While acknowledging that lending standards and interest rates contributed to the boom, modelling from economist Trent Saunders and senior research manager Peter Tulip, presented as part of adiscussion paper at the Economics for Better Policy forum in Melbourne on Monday, indicated that increased population had forced pressure on housing supply, which made rents rise.
This led more renters to buy because the cost associated with a property purchase was more within reach.
Mr Tulip – who was speaking on his own behalf, and not that of the Reserve Bank – said higher immigration numbers since the mid-2000s pushed up house prices. A tighter vacancy rate meant rents increased as more people competed for a rental.

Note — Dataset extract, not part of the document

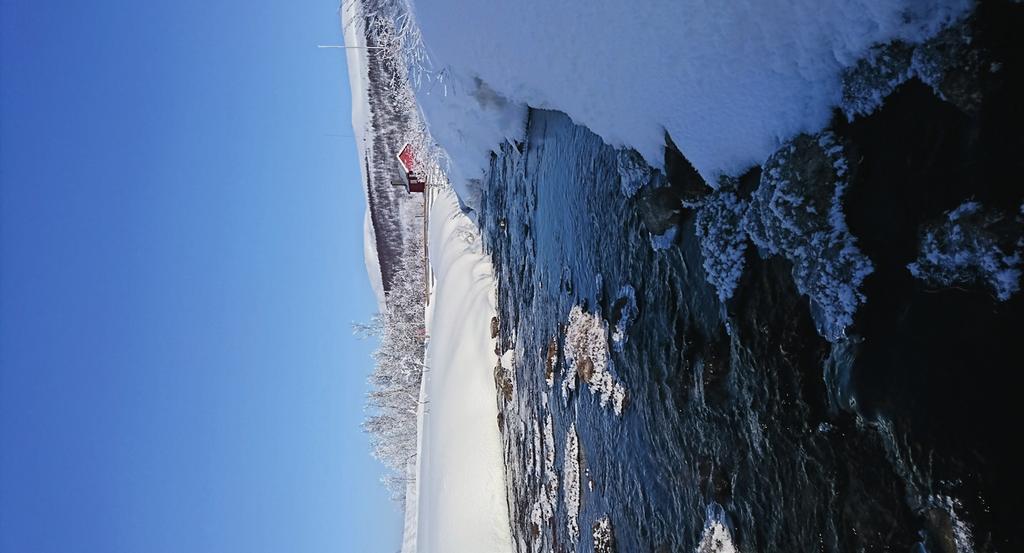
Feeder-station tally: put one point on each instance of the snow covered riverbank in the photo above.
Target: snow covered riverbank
(461, 501)
(728, 81)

“An extra one million people has had a modest effect on housing supply but a huge effect on demand,” Mr Tulip said in presenting A Model of the Australian Housing Market.
He said priced-out renters intending to purchase would then bid aggressively at auctions, pushing up prices.

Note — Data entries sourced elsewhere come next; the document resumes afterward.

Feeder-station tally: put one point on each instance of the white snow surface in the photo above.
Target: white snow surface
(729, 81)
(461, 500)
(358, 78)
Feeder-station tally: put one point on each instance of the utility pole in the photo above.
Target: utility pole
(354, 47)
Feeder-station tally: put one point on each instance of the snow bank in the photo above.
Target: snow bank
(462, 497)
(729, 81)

“When user costs [home buying-related costs including council rates] are above rental yields, potential home buyers leave the market and they don’t buy or they bid conservatively,” Mr Tulip said.
While renters buying a home had affected house prices, the impact was smaller than those of interest rate cuts, he said.
Mr Tulip and Mr Saunders’ modelling also backed the view that the recently weak market was due for a turnaround, but would only be after a period of falling housing construction and a continuing low vacancy rate.
A market turnaround has widely been touted for late this year or early next year, with recent reports from BIS Oxford Economics, HSBC and Domain economist Trent Wiltshire forecasting a bounce-back.
Mr Tulip and Mr Saunders’ report examined historic and more recent house price data, construction data, rental vacancy data and interest rates and how they influenced the housing market.
Mr Tulip said the data revealed that lower interest rates, particularly since 2011, had helped Australia’s housing market to boom including in cities like Melbourne and Sydney.
“The model suggests that much of the strength in housing process and construction over the past few years can be explained by the fall in interest rates,” Mr Tulip said.
“A one per cent cut in rates can lead to a 3 per cent increase in construction after a year or two.”
Though it was not part of this research paper, Mr Tulip said changes to bank lending criteria by the Australian Prudential and Regulation Authority had also affected house prices, especially in suburbs popular with investors.
Tighter lending criteria meant investors were forced to borrow less, and then pay less for homes. This had affected those house prices by around 10 per cent, he said.